Sunday, May 19, 2024

Mosquitos, What Everybody Knows, comic poem 416 by Angela Lansbury

 


My Floret fly spray. Photo by Angela Lansbury.

As everybody educated knows

I don't like fleas, big bees, wasps nor mosquitos

I don't like to see bites on my fingers

Nor my face, legs, body, back or toes


I do not like to hear them flying past

A sudden silence fills my mind with dread

I don't like them flying, living, dying

I'm not even keen on them drop dead


I don't like them flying around my house

In the kitchen, shower, bath, near the bed 

I don't like one anywhere near me here

I fondly wish them somewhere else instead


If they are gone tomorrow we'll forget

On bad days, things could be worse, they're a curse

Each job, ask or task could be much worse yet

By adding in bites from a mosquito.


Now I've sprayed away, is there any good

When you hear that whine, droning mosquito? 
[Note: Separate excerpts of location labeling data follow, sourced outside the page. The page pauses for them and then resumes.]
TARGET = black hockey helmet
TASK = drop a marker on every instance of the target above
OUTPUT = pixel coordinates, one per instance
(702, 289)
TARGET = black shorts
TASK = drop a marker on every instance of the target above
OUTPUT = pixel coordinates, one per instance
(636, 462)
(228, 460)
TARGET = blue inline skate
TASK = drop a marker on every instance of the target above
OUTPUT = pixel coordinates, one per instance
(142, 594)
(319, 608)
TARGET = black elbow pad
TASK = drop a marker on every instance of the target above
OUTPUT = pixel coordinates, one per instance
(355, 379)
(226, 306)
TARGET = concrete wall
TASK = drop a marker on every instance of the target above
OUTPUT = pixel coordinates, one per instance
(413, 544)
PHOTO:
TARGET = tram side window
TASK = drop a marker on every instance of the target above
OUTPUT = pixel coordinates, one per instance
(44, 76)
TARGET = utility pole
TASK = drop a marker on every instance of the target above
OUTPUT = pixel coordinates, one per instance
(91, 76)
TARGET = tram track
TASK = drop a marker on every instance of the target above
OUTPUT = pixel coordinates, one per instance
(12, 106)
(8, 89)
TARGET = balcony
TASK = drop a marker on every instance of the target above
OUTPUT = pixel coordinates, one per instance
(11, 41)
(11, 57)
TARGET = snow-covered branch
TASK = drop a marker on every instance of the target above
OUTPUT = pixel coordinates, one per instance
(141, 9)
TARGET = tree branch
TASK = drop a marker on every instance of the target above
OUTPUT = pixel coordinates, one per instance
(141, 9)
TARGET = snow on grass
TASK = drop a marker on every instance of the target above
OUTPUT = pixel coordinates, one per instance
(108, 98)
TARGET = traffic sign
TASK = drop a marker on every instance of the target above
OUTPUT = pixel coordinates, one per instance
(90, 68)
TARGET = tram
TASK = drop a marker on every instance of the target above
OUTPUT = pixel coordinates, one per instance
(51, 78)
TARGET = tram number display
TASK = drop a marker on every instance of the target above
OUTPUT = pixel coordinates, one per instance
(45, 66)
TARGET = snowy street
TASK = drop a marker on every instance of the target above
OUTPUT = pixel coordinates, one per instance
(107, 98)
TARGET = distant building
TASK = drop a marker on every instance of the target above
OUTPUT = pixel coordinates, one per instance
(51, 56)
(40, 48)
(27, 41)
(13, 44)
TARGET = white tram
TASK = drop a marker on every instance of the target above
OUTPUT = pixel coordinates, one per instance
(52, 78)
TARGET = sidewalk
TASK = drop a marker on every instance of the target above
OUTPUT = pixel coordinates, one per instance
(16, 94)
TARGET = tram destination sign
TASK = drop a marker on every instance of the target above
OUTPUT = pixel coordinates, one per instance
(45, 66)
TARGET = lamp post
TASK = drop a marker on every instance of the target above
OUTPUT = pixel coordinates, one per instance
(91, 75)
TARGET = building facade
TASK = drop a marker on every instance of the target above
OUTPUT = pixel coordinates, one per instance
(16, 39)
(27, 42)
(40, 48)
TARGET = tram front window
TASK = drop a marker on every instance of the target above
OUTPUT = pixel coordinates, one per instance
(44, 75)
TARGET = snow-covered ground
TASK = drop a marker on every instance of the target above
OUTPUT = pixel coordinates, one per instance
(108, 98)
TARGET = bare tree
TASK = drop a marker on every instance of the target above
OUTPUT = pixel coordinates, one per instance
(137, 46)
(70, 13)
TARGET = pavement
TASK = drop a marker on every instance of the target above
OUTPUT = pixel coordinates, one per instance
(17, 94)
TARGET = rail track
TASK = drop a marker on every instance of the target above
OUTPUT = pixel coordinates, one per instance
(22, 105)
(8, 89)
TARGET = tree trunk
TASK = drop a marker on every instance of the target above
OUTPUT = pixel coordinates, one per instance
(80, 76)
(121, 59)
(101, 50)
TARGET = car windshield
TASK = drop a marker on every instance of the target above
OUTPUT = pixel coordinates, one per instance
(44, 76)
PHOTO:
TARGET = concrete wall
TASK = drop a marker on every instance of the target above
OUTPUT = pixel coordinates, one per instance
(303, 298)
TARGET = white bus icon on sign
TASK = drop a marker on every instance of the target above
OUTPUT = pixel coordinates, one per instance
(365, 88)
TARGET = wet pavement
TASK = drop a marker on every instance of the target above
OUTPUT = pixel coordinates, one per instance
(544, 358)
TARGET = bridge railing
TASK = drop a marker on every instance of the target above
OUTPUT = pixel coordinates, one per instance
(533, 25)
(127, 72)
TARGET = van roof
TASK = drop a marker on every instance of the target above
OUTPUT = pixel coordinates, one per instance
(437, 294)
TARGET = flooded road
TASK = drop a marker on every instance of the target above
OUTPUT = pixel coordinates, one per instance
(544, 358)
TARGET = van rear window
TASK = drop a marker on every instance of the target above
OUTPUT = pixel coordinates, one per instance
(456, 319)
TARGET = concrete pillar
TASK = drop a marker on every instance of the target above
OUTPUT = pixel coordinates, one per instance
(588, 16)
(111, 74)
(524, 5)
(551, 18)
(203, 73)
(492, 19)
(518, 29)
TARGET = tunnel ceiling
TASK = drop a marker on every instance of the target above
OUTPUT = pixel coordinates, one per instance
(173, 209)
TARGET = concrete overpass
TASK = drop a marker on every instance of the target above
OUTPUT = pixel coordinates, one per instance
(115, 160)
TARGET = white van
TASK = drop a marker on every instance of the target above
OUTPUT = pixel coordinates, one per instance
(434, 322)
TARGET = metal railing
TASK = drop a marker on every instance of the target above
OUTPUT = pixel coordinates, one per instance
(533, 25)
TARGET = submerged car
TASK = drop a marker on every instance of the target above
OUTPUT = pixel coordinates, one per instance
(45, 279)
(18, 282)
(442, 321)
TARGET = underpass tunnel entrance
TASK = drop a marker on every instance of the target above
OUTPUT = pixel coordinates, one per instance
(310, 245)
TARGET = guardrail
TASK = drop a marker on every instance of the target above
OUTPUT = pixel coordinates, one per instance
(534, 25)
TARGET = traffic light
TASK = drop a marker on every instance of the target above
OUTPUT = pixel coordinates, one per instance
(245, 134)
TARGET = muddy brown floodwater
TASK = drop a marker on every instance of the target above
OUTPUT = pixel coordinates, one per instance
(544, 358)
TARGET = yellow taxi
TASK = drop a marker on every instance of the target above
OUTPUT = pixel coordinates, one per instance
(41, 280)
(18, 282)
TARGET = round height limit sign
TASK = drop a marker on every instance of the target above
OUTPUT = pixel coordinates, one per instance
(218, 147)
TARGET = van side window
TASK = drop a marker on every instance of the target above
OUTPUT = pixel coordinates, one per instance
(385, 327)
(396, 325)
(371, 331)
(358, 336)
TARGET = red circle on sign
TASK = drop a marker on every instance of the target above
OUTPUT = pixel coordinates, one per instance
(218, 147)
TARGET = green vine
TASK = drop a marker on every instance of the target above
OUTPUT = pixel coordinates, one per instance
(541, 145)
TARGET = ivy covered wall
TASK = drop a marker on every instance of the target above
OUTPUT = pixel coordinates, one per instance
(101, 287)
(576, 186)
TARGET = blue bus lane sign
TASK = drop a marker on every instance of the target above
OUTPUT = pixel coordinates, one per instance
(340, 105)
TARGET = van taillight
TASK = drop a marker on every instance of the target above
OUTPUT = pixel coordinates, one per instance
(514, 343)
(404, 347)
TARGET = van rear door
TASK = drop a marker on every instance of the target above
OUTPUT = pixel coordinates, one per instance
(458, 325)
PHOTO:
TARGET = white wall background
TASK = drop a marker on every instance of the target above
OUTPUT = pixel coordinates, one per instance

I've no measles chicken pox, polio

Shingles, meningitis, no tests - I know


No harm from friendly spiders, helpful bees

Good! Not meningitis nor impetigo

No rashes, scorpions nor a hornet

It's just the buzz - of losing a mosquito.


Windows are open, hope it won't take long

Before enemy number one has gone

Then I can sing a happy, cheerful song

About the right to right a dreadful wrong.